With fewer children being put up for adoption but the foreign demand going strong, China can afford to be more selective. “I think they are saying, you know what, we have fewer children now and so we are looking for better parents,” Zhong says. His organization has experienced a drop from 1,152 China adoptions in 2005 to 422 in 2008. And while Beijing’s new standards may sound harsh to Americans with their hearts set on a baby, they have little influence in the matter. “These are China’s children and they can set the requirement to what they deem is best,” says Barron.
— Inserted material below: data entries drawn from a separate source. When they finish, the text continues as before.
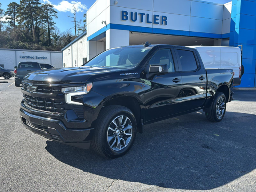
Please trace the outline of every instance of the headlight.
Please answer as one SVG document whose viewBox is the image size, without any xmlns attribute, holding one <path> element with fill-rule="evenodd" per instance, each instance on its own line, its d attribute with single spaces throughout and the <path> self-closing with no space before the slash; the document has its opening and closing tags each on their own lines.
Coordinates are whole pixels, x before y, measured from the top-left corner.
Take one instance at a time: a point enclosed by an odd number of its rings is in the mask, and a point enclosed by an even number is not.
<svg viewBox="0 0 256 192">
<path fill-rule="evenodd" d="M 61 92 L 65 94 L 71 93 L 77 93 L 82 94 L 88 93 L 92 88 L 92 83 L 88 83 L 86 86 L 80 87 L 66 87 L 61 89 Z"/>
<path fill-rule="evenodd" d="M 61 89 L 61 92 L 65 94 L 65 100 L 68 104 L 83 105 L 82 103 L 73 101 L 71 100 L 72 96 L 86 94 L 92 88 L 92 83 L 87 83 L 86 86 L 66 87 Z"/>
</svg>

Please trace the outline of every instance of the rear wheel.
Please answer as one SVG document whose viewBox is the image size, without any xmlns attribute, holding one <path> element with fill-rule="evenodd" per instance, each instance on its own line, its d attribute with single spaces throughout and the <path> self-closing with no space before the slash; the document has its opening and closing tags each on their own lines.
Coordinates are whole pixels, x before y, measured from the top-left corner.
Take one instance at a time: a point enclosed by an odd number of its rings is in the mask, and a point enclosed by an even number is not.
<svg viewBox="0 0 256 192">
<path fill-rule="evenodd" d="M 16 87 L 19 87 L 20 84 L 20 82 L 19 81 L 15 81 L 15 86 Z"/>
<path fill-rule="evenodd" d="M 108 158 L 125 154 L 132 147 L 136 133 L 136 120 L 128 108 L 112 105 L 99 114 L 94 137 L 93 149 Z"/>
<path fill-rule="evenodd" d="M 5 73 L 4 74 L 3 76 L 5 79 L 9 79 L 11 78 L 11 74 L 10 73 Z"/>
<path fill-rule="evenodd" d="M 209 109 L 210 111 L 205 112 L 207 119 L 213 122 L 221 121 L 225 115 L 226 104 L 224 94 L 222 92 L 216 92 L 211 108 Z"/>
</svg>

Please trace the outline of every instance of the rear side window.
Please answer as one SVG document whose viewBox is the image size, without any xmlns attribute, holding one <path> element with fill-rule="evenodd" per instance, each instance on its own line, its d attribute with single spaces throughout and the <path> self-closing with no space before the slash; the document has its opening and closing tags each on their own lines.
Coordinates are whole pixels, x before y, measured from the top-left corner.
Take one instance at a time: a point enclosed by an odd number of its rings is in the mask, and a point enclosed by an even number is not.
<svg viewBox="0 0 256 192">
<path fill-rule="evenodd" d="M 39 64 L 37 63 L 20 63 L 18 66 L 18 68 L 41 68 Z"/>
<path fill-rule="evenodd" d="M 196 58 L 192 51 L 177 50 L 182 71 L 194 71 L 198 68 Z"/>
</svg>

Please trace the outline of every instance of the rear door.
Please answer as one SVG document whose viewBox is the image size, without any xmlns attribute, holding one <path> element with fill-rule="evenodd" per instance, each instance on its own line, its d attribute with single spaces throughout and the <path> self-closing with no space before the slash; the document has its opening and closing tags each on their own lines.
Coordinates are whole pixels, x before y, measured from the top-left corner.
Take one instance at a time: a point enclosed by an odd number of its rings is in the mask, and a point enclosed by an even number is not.
<svg viewBox="0 0 256 192">
<path fill-rule="evenodd" d="M 182 76 L 182 110 L 201 107 L 206 98 L 207 79 L 204 68 L 198 59 L 200 56 L 191 49 L 174 49 Z"/>
<path fill-rule="evenodd" d="M 146 107 L 145 121 L 178 113 L 181 110 L 181 74 L 171 47 L 156 50 L 147 63 L 148 73 L 151 64 L 166 64 L 169 72 L 150 76 L 144 79 Z"/>
</svg>

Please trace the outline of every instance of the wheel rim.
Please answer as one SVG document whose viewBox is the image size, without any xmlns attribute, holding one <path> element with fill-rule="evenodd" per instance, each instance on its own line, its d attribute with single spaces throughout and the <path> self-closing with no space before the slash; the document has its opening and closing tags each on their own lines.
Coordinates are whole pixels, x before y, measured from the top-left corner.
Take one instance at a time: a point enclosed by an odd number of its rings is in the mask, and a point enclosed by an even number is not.
<svg viewBox="0 0 256 192">
<path fill-rule="evenodd" d="M 4 74 L 4 77 L 5 79 L 8 79 L 9 78 L 9 77 L 10 76 L 10 75 L 9 74 Z"/>
<path fill-rule="evenodd" d="M 107 141 L 114 151 L 120 151 L 130 143 L 132 135 L 132 125 L 128 117 L 124 115 L 115 118 L 110 123 L 107 132 Z"/>
<path fill-rule="evenodd" d="M 223 97 L 220 97 L 218 102 L 216 105 L 216 115 L 218 118 L 221 118 L 223 116 L 225 109 L 226 108 L 226 104 L 225 103 L 225 100 Z"/>
</svg>

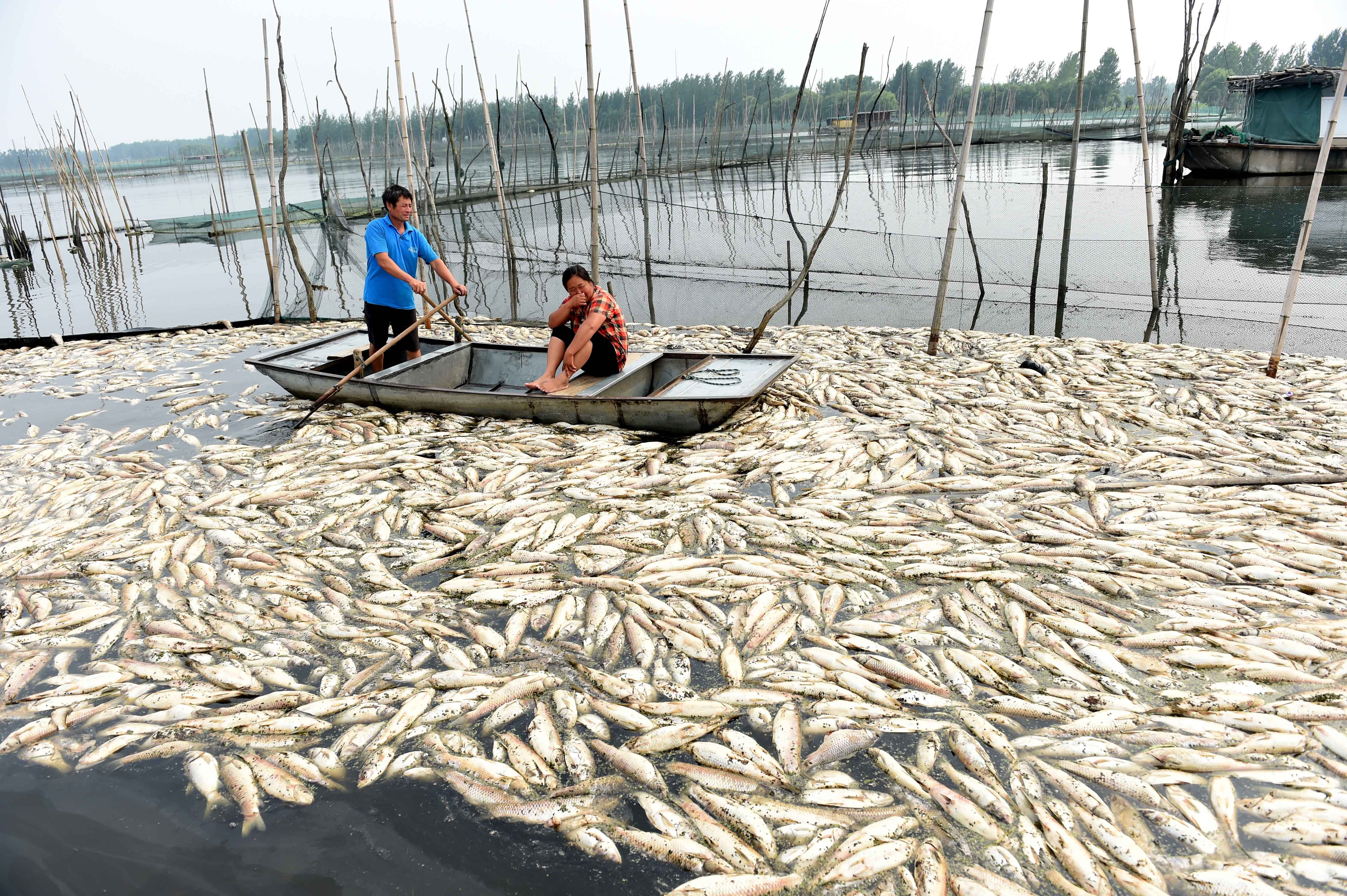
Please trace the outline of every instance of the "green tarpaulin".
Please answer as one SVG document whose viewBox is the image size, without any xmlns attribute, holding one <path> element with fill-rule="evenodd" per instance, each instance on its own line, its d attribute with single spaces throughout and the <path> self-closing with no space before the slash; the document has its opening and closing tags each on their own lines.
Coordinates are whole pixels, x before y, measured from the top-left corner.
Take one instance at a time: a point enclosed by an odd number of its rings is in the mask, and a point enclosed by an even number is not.
<svg viewBox="0 0 1347 896">
<path fill-rule="evenodd" d="M 1317 85 L 1255 91 L 1245 132 L 1259 143 L 1319 143 L 1321 96 Z"/>
</svg>

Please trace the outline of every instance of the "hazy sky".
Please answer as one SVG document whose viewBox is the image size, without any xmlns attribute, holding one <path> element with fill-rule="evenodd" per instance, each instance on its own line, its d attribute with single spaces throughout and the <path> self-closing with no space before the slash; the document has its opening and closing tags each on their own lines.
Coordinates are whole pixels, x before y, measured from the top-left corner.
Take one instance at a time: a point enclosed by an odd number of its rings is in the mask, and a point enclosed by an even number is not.
<svg viewBox="0 0 1347 896">
<path fill-rule="evenodd" d="M 641 82 L 675 73 L 785 69 L 799 81 L 818 23 L 819 0 L 629 0 Z M 486 90 L 498 83 L 513 94 L 516 61 L 535 93 L 564 97 L 585 82 L 585 28 L 579 0 L 470 0 L 477 51 Z M 1172 74 L 1183 35 L 1180 0 L 1136 0 L 1142 71 Z M 1204 5 L 1211 7 L 1210 0 Z M 291 94 L 310 108 L 314 98 L 343 112 L 331 79 L 333 48 L 341 54 L 342 86 L 357 114 L 368 109 L 393 61 L 388 7 L 366 0 L 279 0 Z M 867 71 L 882 74 L 893 40 L 893 65 L 950 57 L 970 71 L 977 57 L 983 3 L 943 0 L 834 0 L 815 59 L 824 77 L 851 73 L 861 43 L 870 43 Z M 1127 7 L 1095 0 L 1087 59 L 1094 66 L 1107 47 L 1131 73 Z M 595 69 L 601 87 L 630 83 L 621 0 L 591 0 Z M 248 104 L 265 114 L 261 19 L 275 30 L 271 3 L 183 3 L 182 0 L 0 0 L 0 147 L 38 145 L 36 128 L 19 87 L 44 126 L 55 112 L 69 118 L 73 86 L 104 143 L 209 135 L 202 67 L 210 77 L 216 126 L 233 132 L 251 124 Z M 415 71 L 422 101 L 430 102 L 435 70 L 458 77 L 466 66 L 477 94 L 463 8 L 455 0 L 397 0 L 403 77 L 411 102 Z M 1226 0 L 1212 42 L 1253 40 L 1282 48 L 1347 26 L 1347 0 Z M 1036 59 L 1057 61 L 1080 40 L 1080 0 L 1001 0 L 991 20 L 986 78 Z M 275 66 L 275 54 L 272 55 Z M 67 85 L 69 81 L 69 85 Z M 393 85 L 396 106 L 396 82 Z M 276 126 L 280 126 L 279 105 Z"/>
</svg>

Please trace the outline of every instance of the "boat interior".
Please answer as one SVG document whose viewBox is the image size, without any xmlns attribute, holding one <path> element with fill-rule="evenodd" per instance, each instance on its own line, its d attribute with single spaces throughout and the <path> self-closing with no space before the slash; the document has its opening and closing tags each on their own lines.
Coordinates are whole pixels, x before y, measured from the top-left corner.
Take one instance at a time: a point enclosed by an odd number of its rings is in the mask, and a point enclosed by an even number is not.
<svg viewBox="0 0 1347 896">
<path fill-rule="evenodd" d="M 364 331 L 352 331 L 302 347 L 276 362 L 321 373 L 345 375 L 354 367 L 357 352 L 368 350 Z M 543 374 L 547 350 L 543 346 L 502 346 L 482 342 L 453 343 L 422 339 L 422 357 L 407 363 L 365 374 L 370 383 L 415 389 L 502 396 L 544 397 L 524 383 Z M 719 398 L 754 394 L 793 361 L 792 355 L 734 355 L 700 351 L 633 351 L 626 366 L 610 375 L 595 377 L 581 370 L 570 385 L 554 397 L 585 398 Z"/>
</svg>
International adoptions in the U.S. gained popularity in the 1990s as families reached out to poorer corners of the world to adopt a child in need. Adoptions increased in not only in countries like China, which has always had a trustworthy system, but also in countries that didn’t have a good system of checks and balances. By 2006, the U.S. began implementing some provisions from the 1994 Hague Convention on Intercountry Adoption, a treaty intended to crack down on abduction, exploitation, sale and trafficking of children. The U.S. went on to fully adopt the regulations in April 2008, and has since stopped processing adoptions from Vietnam, Guatemala, Liberia and Kyrgyzstan until those countries meet the Convention’s standards. At the same time, China tightened its own laws, resulting in a worldwide drop in international adoption from a peak of 22,884 adoptions in 2004 to 17,438 last year.
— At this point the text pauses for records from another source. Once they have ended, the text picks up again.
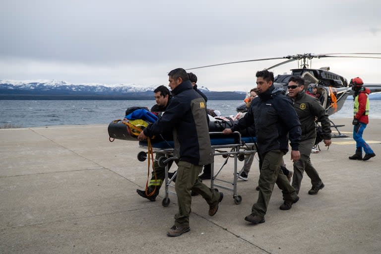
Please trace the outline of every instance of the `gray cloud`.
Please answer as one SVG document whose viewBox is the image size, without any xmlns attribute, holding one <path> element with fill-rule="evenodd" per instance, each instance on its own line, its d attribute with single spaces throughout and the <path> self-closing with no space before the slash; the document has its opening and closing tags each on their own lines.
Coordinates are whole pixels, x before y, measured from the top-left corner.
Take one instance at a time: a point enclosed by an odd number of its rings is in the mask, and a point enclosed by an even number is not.
<svg viewBox="0 0 381 254">
<path fill-rule="evenodd" d="M 365 33 L 381 23 L 381 3 L 374 1 L 7 2 L 0 3 L 2 78 L 160 83 L 166 80 L 162 73 L 178 66 L 381 49 Z M 371 31 L 380 42 L 378 31 Z M 197 72 L 207 86 L 246 85 L 249 77 L 253 83 L 253 69 L 272 64 Z"/>
</svg>

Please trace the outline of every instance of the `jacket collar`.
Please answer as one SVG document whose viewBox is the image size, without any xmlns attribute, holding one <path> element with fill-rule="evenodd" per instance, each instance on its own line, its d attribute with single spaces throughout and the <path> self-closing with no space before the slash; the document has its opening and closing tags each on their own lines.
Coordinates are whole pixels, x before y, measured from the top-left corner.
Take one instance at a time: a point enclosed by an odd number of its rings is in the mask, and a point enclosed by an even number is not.
<svg viewBox="0 0 381 254">
<path fill-rule="evenodd" d="M 190 80 L 186 80 L 185 81 L 183 81 L 183 82 L 179 85 L 176 88 L 173 89 L 172 90 L 172 94 L 173 94 L 174 95 L 177 95 L 181 92 L 185 91 L 186 90 L 188 89 L 191 89 L 193 87 L 192 87 L 192 83 L 190 82 Z"/>
<path fill-rule="evenodd" d="M 274 97 L 274 95 L 282 93 L 283 89 L 281 88 L 275 88 L 274 84 L 268 88 L 264 93 L 259 93 L 258 96 L 262 100 L 267 100 Z"/>
</svg>

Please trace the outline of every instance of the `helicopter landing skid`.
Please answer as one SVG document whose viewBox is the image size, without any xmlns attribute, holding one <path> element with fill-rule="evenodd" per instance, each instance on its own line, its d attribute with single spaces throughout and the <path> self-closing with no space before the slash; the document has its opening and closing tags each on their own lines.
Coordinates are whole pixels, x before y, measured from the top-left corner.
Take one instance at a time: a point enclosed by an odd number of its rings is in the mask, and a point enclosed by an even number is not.
<svg viewBox="0 0 381 254">
<path fill-rule="evenodd" d="M 333 123 L 331 121 L 329 120 L 329 122 L 331 122 L 331 128 L 335 128 L 336 129 L 336 131 L 337 131 L 337 133 L 338 133 L 338 134 L 332 134 L 331 135 L 332 137 L 348 137 L 349 136 L 348 135 L 342 134 L 341 132 L 340 132 L 340 130 L 339 130 L 339 129 L 338 128 L 340 127 L 343 127 L 343 126 L 345 126 L 345 125 L 336 125 L 334 124 L 334 123 Z"/>
</svg>

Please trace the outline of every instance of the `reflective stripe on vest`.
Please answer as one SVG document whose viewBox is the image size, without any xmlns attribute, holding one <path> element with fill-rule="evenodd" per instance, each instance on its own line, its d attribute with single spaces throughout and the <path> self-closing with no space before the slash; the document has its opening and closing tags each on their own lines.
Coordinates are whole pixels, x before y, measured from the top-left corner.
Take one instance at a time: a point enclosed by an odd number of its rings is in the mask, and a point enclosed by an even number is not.
<svg viewBox="0 0 381 254">
<path fill-rule="evenodd" d="M 366 95 L 367 95 L 366 94 Z M 357 95 L 355 98 L 355 103 L 353 104 L 353 115 L 356 116 L 356 114 L 357 114 L 357 112 L 359 112 L 359 106 L 360 106 L 360 103 L 359 103 L 359 95 Z M 368 98 L 368 95 L 367 95 L 367 103 L 366 106 L 365 106 L 365 112 L 364 113 L 364 115 L 365 116 L 368 116 L 369 115 L 369 98 Z"/>
</svg>

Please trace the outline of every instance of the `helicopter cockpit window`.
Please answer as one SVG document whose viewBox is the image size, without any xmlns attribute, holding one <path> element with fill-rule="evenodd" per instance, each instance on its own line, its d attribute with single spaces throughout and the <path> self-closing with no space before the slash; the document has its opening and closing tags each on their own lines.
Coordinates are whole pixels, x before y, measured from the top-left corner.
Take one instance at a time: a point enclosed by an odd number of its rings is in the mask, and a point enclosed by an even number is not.
<svg viewBox="0 0 381 254">
<path fill-rule="evenodd" d="M 303 73 L 302 76 L 304 79 L 304 89 L 307 90 L 308 88 L 308 85 L 310 84 L 317 84 L 318 82 L 318 79 L 316 78 L 313 75 L 310 73 L 309 72 L 305 72 Z"/>
</svg>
Adopting a child from the CCAA has never been a simple task. After submitting a long list of required documents, including home studies completed by social workers and federal background checks, applicants’ paperwork is approved by the CCAA and the wait begins. Fees and expenses can amount to upwards of $20,000 before families are cleared to take home their new child. And the wait can be long. Today, China has a backlog of approved applicants from around the world, and is just now placing children into homes of families who were approved for adoption in March 2006.
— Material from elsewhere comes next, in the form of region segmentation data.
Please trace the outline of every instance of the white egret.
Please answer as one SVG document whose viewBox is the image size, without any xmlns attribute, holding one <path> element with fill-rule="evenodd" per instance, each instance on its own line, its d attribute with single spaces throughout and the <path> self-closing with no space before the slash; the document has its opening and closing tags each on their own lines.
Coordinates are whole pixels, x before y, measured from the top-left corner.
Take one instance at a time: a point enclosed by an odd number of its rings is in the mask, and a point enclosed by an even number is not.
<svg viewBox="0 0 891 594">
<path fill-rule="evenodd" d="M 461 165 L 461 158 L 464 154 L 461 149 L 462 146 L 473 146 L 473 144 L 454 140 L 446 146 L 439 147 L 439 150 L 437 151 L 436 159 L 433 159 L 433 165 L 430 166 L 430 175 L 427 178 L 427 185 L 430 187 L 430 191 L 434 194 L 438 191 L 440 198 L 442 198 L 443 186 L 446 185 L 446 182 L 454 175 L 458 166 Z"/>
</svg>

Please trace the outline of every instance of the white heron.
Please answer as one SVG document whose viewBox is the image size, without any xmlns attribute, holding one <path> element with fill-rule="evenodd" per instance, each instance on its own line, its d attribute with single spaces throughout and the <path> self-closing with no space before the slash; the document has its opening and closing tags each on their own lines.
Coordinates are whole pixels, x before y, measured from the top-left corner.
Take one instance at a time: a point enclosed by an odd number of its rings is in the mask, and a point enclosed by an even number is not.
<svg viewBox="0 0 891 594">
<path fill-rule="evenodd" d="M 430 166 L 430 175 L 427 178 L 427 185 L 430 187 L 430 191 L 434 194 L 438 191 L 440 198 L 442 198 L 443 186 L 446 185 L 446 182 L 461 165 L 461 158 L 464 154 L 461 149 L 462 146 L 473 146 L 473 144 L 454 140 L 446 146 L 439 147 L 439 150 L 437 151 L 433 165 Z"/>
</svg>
For some families, that’s too long, and so they look to China’s “waiting child” list of children with special needs, ranging from everything from cleft lips or deafness to more severe physical and mental disabilities. Prospective parents can read about a child’s disability in a national database and decide if it is something they can take on. “Kids who would probably never be adopted in China, and maybe wouldn’t have been adopted in the U.S., are now getting homes,” Barron said. Lee Ann Laune, a 37-year old director of special education programs in Missouri, says she probably looked at more than 100 children over the past two-and-a-half years before finding her daughter, Hope. “When we first got into this, there was a six-to-nine month wait,” Lee Ann said. As time passed, Lee Ann said she and her husband, Paul, would look through the “waiting” children to see if they came across a child that was meant for them. In April, the Launes were approved to adopt Hope, a four-and-a-half year old deaf girl from Hunan province in China. “When we looked into her eyes, it was an automatic for us. It was ‘We can handle this,'” she said. “It’s unbelievable to know we are going to be that saving grace for her.”